I didn’t compete for his heart.  I don’t do competition.  I am very confident of who I am.  I think he had some people he was dating, but he felt he had met the right woman when he met me.  I wouldn’t say I really competed with anyone to have him.  If there is anything I hate, it is fighting over a man and an environment where such is happening. I always believe that the way a woman presents herself to a man is the way the man sees her.  He showed some respect at the time and I felt that was adequate. I wasn’t the type that would barge into a man’s house uninvited. So, whenever I was going to see him, he usually knew I was coming.  My mother equally warned me about barging into a man’s house without invitation and that was the advice I took from home and applied in my relationship. 

Though I was born into an Anglican family, I wasn’t a born-again Christian and wasn’t really the church-going type. We were raised as Christians.  One of the things my dad told him when we visited him was not to stop me from being a Christian.  I am a better Christian now because of my relationship with him.  I would say that I know God more now than before.  Maybe I would have been drawn from the things of God if it had started as a lovey-dovey affair.  He was a man who is set in his ways and knew where he was going; unlike myself, who was just playing with life and didn’t know my right from my left.  With that, one needs a balance and I can say that it became a plus for me to know more about God, which has helped in stabilizing my home. 

I met him with a lot of people.  His house was always full of people and he told me from the beginning that he loved to help people.  He married me when he was in the corporate world, which was steady and peaceful.  It was fun attending banquets with him.  He was moving up the ladder in his career and the future was bright.  But with a lot of political inclinations and mama’s influence, you would know that anything could happen.  He was always sponsoring politicians before he eventually joined in.  It was very difficult for me to adjust to the fact of people coming into our house when he became a politician.  But it didn’t make much difference because I met him with a lot of people at the beginning. So it became my duty to welcome people and he would always remind me to make them comfortable. While I did that, I was never scared of new challenges and that is one of the things that have made the marriage quite interesting. 

One of the traumatic experiences was during the 1993 elections, when men of the State Security Service invaded the house to pick him up.  They surrounded the house.  I was ill, but managed to look out from the window and I had never seen such terrifying men like that in my life.  I was about 32 years old then and I wondered what kind of life that was.  Quickly, I dismissed the thought, when I considered that he was fighting a noble cause.  I supported him since I knew he was fighting for truth and justice.  We fled into self-exile for five years.  The trauma of that time affected me psychologically and I had problem remembering names and faces of people I knew before we went into exile. 

He has always called me Remi, but now, he calls me mummy and I call him daddy.  He is a soft man, though he hides his emotions. On several occasions, he forgets my birthday. Asiwaju would purposely forget my birthday.  It was not like that before he became a politician.

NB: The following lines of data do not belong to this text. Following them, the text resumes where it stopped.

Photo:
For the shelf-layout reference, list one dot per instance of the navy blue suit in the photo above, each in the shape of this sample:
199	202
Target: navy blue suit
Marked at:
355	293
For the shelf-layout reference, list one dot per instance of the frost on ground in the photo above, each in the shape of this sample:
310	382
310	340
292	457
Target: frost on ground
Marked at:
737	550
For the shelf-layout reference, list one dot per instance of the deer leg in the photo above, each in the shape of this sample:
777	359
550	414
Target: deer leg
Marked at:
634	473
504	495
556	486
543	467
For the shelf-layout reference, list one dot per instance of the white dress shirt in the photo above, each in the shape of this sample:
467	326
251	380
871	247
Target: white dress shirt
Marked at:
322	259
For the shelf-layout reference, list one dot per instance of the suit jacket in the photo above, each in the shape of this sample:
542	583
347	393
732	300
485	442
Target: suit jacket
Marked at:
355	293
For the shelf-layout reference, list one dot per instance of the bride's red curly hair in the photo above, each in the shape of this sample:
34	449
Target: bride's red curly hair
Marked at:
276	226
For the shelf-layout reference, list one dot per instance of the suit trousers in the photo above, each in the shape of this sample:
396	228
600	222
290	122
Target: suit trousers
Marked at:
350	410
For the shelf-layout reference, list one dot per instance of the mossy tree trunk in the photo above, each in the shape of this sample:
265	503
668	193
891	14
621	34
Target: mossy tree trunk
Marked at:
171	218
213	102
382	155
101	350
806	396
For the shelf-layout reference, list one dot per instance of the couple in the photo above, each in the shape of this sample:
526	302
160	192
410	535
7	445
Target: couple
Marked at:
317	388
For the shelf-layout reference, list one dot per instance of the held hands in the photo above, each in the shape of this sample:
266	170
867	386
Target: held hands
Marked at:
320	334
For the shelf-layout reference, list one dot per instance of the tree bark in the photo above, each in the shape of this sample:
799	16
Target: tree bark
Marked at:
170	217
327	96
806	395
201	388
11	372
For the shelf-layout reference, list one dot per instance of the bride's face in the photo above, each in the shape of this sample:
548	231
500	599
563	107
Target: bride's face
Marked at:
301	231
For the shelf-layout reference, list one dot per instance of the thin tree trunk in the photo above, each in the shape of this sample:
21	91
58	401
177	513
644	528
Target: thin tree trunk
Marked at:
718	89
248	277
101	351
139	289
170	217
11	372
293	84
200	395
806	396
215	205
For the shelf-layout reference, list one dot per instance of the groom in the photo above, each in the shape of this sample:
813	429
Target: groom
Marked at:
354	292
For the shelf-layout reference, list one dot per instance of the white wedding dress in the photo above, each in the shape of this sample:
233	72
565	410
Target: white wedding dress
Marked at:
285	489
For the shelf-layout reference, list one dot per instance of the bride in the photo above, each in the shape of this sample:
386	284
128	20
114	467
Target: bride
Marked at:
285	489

He would always remember my birthday and other important events.  We don’t have a private life anymore because he is always surrounded by a lot of people.      

He is a very busy soul, who always finds something to do and believes there are needs to be attended to in the society.  He wakes up early to read his newspapers and listen to the news.  During our days in exile, he would always mention to me that I wasn’t reading the papers, but I didn’t know how to convey it to him that I was still traumatised.  With him, I have found the love of God and the concept of love in its totality, and I can say that I have found a place of rest and fulfilment.